Eur. Phys. J. Plus (2023) 138: 845
https://doi.org/10.1140/epjp/s13360-023-04464-6

Regular Article

New classes of quadratically integrable systems with velocity dependent potentials: non-subgroup type cases

¹ Faculty of Nuclear Sciences and Physical Engineering, Department of Physics, Czech Technical University in Prague, Břehová 7, 115 19, Prague 1, Czech Republic
² Faculty of Information Technology, Department of Applied Mathematics, Czech Technical University in Prague, Thákurova 9, 160 00, Prague 6, Czech Republic
³ Faculty of Science, Department of Mathematics, Pabna University of Science and Technology, 6600, Pabna, Bangladesh

^d libor.snobl@fjfi.cvut.cz

Received: 2 June 2023
Accepted: 10 September 2023
Published online: 25 September 2023

Abstract

We study quadratic integrability of systems with velocity dependent potentials in three-dimensional Euclidean space.
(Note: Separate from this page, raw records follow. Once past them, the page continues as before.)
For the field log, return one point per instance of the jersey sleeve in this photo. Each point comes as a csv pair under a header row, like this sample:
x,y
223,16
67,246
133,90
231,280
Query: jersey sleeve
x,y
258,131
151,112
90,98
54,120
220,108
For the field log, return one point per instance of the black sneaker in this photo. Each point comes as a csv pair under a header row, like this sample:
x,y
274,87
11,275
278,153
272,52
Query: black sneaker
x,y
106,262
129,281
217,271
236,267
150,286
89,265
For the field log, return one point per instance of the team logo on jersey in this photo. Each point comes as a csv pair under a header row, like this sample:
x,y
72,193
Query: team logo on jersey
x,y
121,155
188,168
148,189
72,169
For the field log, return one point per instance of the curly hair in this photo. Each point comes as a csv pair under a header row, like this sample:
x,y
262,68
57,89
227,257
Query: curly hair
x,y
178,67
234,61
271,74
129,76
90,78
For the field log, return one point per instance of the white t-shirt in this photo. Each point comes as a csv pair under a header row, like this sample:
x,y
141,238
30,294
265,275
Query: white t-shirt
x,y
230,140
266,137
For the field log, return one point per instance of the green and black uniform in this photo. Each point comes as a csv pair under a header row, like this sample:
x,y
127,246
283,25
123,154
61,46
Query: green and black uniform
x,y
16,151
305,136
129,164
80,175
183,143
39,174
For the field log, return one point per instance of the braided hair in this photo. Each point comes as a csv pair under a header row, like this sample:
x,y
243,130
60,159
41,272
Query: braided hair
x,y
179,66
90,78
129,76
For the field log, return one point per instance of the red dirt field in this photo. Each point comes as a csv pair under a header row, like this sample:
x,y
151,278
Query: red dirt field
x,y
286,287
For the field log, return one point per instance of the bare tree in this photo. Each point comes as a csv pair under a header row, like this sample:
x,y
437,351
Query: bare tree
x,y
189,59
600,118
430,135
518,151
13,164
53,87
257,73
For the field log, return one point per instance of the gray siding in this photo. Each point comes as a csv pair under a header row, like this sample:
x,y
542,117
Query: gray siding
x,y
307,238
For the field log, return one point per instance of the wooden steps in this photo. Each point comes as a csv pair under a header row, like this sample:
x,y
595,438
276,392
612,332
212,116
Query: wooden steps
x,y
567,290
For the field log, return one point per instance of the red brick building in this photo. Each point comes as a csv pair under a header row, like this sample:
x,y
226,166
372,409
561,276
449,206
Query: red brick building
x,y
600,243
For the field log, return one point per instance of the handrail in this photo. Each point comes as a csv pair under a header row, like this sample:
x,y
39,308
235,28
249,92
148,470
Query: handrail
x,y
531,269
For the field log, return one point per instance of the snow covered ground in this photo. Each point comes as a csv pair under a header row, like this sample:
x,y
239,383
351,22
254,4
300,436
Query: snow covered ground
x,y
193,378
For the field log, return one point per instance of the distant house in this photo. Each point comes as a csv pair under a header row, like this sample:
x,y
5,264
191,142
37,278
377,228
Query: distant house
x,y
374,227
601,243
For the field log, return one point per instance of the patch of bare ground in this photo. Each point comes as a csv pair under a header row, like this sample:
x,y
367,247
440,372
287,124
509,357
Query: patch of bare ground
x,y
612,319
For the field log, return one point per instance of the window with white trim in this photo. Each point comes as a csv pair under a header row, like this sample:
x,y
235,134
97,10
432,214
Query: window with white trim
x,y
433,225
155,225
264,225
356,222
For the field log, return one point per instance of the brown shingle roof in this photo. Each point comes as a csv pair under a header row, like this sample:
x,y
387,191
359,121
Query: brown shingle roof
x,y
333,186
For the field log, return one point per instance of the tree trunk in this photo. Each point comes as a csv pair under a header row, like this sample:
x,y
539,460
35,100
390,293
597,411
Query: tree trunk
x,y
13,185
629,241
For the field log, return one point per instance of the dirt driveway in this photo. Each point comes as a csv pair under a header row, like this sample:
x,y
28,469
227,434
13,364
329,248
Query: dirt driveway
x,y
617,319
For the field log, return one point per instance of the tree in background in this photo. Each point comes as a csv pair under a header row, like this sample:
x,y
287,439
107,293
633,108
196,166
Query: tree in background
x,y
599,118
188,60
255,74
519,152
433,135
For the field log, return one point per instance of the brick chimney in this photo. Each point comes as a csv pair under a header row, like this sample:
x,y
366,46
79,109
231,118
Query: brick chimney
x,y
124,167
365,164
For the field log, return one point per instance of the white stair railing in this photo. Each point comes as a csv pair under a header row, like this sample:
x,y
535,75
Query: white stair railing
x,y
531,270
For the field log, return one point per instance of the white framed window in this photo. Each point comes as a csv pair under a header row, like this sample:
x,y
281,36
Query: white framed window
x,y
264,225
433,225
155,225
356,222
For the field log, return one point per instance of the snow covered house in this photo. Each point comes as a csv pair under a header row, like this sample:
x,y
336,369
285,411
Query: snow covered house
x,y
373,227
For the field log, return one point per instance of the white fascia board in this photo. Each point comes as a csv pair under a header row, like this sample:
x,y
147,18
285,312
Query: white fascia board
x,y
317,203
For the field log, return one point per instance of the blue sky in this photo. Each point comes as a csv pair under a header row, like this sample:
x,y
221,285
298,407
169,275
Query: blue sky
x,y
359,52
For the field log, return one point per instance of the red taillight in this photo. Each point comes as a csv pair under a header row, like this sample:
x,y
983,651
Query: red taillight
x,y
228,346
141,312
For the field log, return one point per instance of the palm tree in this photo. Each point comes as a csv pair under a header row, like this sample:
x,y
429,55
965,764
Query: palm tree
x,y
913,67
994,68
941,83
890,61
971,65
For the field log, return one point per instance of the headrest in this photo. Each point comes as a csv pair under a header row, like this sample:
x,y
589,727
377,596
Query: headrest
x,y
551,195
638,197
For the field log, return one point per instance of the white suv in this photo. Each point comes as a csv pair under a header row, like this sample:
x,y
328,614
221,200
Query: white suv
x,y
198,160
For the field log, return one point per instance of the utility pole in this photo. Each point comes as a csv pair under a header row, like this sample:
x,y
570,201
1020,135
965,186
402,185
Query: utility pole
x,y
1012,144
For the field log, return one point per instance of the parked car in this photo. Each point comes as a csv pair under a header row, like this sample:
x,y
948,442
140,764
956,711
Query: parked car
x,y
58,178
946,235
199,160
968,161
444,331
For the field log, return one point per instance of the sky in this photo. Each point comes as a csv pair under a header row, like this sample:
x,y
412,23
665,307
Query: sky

Unlike in the case with only scalar potential, quadratic integrability with velocity dependent potentials does not imply separability in the configuration space. The leading order terms in the pairs of commuting integrals can either generalize or have no relation to the forms leading to separation in the absence of a vector potential. We call such pairs of integrals generalized, to distinguish them from the standard ones, which would correspond to separation. Here we focus on three cases of generalized non-subgroup type integrals, namely elliptic cylindrical, prolate/oblate spheroidal and circular parabolic integrals, together with one case not related to any coordinate system. We find two new integrable systems, non-separable in the configuration space, both with generalized elliptic cylindrical integrals. In the other cases, all systems found were already known and possess standard pairs of integrals. In the limit of vanishing vector potential, both systems reduce to free motion and therefore separate in every orthogonal coordinate system.